AudioCALM architecture overview illustrating the continuous autoregressive model with flow-matching head and asymmetric experts for universal audio generation. From AudioCALM.
Digital Humans & Avatar Motion
SpeechLLMs & Spoken Audio Generation
CAAD
CAAD: Contrastive Audio-Aware Distillation for Efficient Speech Language Models
CAAD distills contrastive audio-aware decoding into a student model to improve speech language understanding with efficiency and stronger acoustic grounding. It uses synchronized teacher forcing and metadata-based pseudo-ground truths to distill contrastive reasoning without inference-time overhead.
AudioCALM
AudioCALM: Continuous Autoregressive Language Modeling for Universal Audio Generation
AudioCALM is a universal audio generation model that autoregressively predicts continuous audio latents to unify speech, sound, and music synthesis. It balances modality differences with asymmetric experts and descriptive conditioning for high-quality, variable-length, end-to-end audio generation.
TTS & Voice Synthesis
FlowTTS-GRPO
FlowTTS-GRPO: Online Reinforcement Learning with Multi-Objective Reward Optimization for Flow-Matching Based Text-to-Speech
FlowTTS-GRPO uses online reinforcement learning to fine-tune flow-matching TTS models with multi-objective rewards for speaker similarity, quality, and intelligibility. It enables exploration via stochastic sampling without auxiliary models, improving voice cloning and cross-lingual transfer.
LombardTTS
Synthesizing the Lombard Effect: Multi-Level Control of Speech Clarity and Vocal Effort in TTS
This paper presents a TTS system that independently controls vocal effort and articulation to simulate the Lombard effect, enhancing speech clarity and intelligibility in noisy conditions.
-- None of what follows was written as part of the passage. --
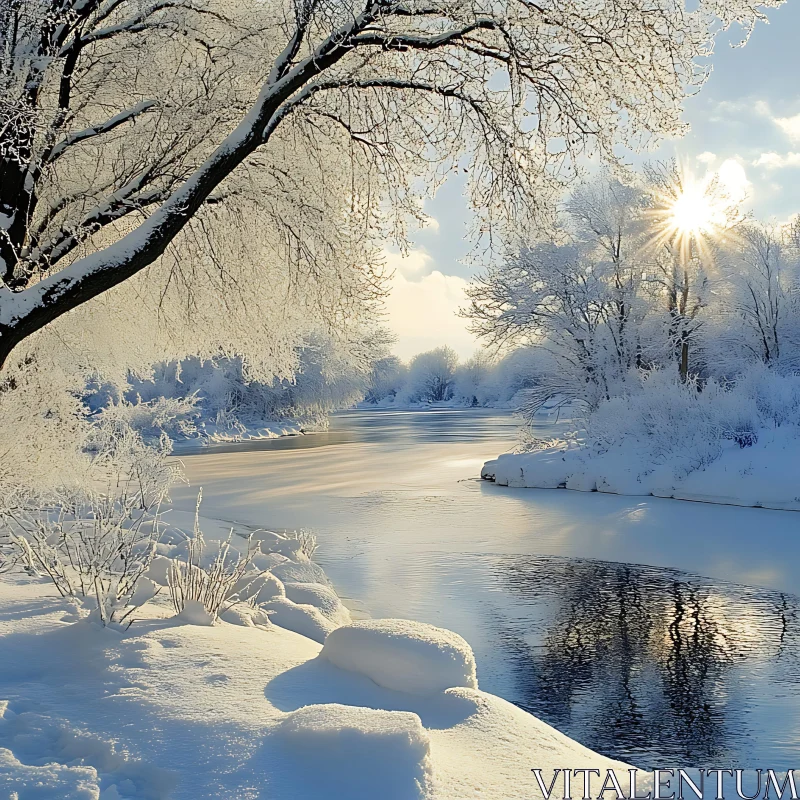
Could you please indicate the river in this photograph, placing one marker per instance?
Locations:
(657, 631)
It enables continuous multi-level and word-level control for nuanced, context-specific speech emphasis.
ASR Architectures & Adaptation
InterAligner
Progressive Alignment Objectives for Aligner-Encoder based ASR
InterAligner enhances Aligner-Encoder ASR by adding progressive alignment objectives at intermediate layers, guiding the encoder to form monotonic alignment gradually. This approach stabilizes training and improves recognition, especially on long utterances, outperforming methods using only final-layer alignment.
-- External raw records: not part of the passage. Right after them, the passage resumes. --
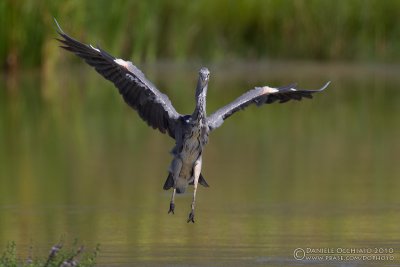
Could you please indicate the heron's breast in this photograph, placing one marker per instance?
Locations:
(192, 146)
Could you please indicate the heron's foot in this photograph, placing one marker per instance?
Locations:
(191, 217)
(171, 208)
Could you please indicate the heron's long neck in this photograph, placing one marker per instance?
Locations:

Audio-Image Alignment for Low-Resource ASR
Audio--Image Alignment as a Continued-Pretraining Stage Improves Low-Resource ASR
This paper proposes an intermediate pretraining step using audio-image pairs to adapt pretrained audio encoders without transcripts. This stage improves ASR performance in low-resource languages by enhancing representation robustness and transferability before supervised fine-tuning.